The entire interaction took a few minutes at most, but it made my entire day and validated every bit of time, money, and energy that I've spent on these things.

Update II, June 3rd, 2024: Alright, so Baby has evolved a bit.

After selling off my 1.33GHz 15" PowerBook G4 Alice and gifting my 1GHz 14" iBook G4 Ghost to my girlfriend, I decided that I needed to get another power adapter and actually make the upgrades I was intending to make for quite some time. I went and bought an AirPort card which is kinda useless in this day and age because it uses 802.11b wifi standards and no modern router, even ones that claim they can, can produce a compatible signal. But more importantly, I finally went and bought a 120GB MSATA SSD and a small adapter to make it into a 2.5" IDE drive.

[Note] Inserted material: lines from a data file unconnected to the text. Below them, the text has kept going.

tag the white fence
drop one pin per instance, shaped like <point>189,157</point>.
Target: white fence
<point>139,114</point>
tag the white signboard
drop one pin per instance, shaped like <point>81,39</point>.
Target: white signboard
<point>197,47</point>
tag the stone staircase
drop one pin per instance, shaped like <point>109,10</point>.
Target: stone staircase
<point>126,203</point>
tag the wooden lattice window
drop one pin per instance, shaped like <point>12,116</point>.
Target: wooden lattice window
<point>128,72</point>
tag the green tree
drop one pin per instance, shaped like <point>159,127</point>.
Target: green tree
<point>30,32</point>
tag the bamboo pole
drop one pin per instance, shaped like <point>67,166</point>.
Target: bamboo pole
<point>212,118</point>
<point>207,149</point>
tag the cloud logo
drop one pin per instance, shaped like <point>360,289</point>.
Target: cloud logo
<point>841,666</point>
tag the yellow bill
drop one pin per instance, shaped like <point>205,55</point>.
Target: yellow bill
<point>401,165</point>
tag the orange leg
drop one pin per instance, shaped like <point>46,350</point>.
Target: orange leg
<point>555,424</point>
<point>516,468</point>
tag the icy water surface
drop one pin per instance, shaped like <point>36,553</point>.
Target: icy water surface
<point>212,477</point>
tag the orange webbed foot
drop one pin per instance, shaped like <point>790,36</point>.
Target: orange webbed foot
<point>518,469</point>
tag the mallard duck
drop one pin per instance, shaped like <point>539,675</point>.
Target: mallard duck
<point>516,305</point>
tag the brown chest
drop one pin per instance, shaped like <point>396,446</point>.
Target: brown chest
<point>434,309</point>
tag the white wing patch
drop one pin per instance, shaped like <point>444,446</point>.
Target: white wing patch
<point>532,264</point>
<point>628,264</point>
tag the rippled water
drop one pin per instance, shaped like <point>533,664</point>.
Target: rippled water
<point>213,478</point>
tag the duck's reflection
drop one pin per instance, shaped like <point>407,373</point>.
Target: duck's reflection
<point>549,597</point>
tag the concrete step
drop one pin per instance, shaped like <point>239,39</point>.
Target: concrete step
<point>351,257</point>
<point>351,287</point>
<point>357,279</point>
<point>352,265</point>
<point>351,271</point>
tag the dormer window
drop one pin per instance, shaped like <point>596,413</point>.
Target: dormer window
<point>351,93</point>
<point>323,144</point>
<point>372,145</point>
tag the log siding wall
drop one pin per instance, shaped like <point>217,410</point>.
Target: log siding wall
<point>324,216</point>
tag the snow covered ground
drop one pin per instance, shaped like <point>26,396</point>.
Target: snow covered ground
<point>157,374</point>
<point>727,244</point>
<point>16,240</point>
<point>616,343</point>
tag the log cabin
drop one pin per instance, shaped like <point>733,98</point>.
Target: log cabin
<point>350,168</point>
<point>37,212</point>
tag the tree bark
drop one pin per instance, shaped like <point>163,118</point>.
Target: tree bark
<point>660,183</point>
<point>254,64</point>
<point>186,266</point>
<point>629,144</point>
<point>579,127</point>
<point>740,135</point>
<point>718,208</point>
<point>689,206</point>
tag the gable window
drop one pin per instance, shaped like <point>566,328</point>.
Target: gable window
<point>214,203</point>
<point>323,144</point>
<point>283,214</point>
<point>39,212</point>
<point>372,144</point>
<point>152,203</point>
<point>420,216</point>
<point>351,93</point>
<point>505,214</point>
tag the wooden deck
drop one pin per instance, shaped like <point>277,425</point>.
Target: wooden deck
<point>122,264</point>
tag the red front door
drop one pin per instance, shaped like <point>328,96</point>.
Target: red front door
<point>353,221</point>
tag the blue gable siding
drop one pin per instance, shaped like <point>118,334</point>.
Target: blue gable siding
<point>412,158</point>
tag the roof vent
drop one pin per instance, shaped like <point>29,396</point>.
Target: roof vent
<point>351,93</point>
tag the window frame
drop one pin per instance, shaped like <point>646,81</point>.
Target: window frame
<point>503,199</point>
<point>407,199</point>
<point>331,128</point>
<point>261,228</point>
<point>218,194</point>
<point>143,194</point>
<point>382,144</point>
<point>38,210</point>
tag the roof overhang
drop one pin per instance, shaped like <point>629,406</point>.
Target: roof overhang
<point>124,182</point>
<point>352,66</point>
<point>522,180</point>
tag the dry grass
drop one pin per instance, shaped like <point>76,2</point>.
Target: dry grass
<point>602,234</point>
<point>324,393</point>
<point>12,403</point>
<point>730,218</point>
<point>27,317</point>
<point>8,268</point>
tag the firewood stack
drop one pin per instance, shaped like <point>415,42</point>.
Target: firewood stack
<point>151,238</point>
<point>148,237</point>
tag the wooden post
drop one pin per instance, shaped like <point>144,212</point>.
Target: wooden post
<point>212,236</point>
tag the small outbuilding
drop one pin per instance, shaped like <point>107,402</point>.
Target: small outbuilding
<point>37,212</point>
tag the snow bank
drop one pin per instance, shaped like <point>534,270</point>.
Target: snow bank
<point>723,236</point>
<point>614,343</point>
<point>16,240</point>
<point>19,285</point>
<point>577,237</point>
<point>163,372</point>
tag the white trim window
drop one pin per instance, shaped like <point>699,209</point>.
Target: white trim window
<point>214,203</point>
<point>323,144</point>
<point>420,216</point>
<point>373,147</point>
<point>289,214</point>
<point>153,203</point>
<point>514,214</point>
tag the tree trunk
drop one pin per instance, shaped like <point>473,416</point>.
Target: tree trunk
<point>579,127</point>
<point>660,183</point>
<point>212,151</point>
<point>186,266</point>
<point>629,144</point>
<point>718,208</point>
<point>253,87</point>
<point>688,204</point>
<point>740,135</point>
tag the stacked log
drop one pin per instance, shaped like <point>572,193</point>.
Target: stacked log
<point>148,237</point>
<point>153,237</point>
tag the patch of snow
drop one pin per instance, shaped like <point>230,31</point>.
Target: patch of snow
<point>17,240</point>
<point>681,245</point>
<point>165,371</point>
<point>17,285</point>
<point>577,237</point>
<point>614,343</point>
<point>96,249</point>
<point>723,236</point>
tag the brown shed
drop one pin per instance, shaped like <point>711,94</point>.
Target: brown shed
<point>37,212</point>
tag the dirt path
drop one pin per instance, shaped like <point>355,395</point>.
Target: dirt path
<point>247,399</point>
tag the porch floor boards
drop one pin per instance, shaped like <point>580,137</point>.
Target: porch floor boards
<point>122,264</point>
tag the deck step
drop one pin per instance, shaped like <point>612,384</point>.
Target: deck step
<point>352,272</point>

On top of THAT, I replaced the motherboard with one from a later G3, the last G3 iBook Apple ever made. The 900MHz G3 with 32mb graphics and 128mb of built-in RAM. The board design actually changed very little over the years and it was suprisingly easy to swap the newer board into an older machine, though the opposite would not be true. I had been eyeing one on eBay for the better part of a year, and sent a few offers their way over time to see if I could get a deal on it, but they never budged from their $30 asking price.

Some capacitors had been knocked off of the bottom of the board, but I assume they were simple filtering/decoupling capacitors because the motherboard functions just fine. It runs well even under intense loads like running late PowerPC OSX compatible video games like Halo: Combat Evolved, which functions fine but has rendering errors with transparent objects likely due to OpenGL version differences, and Tron 2.0, which I have learned is one of the most intensive PowerPC native games of the time and really functions best on 1.2GHz or better G4 processors.

I did need to source an OS9 installation CD image that had appropriate drivers for the Radeon 7500, though. The generic Mac OS 9.2.2 Universal CD only ever rendered at 640x480 and in a small box at the middle of the display at a low color depth, but a restore disk for the late G4 eMacs which used the same graphics chipset worked wonderfully.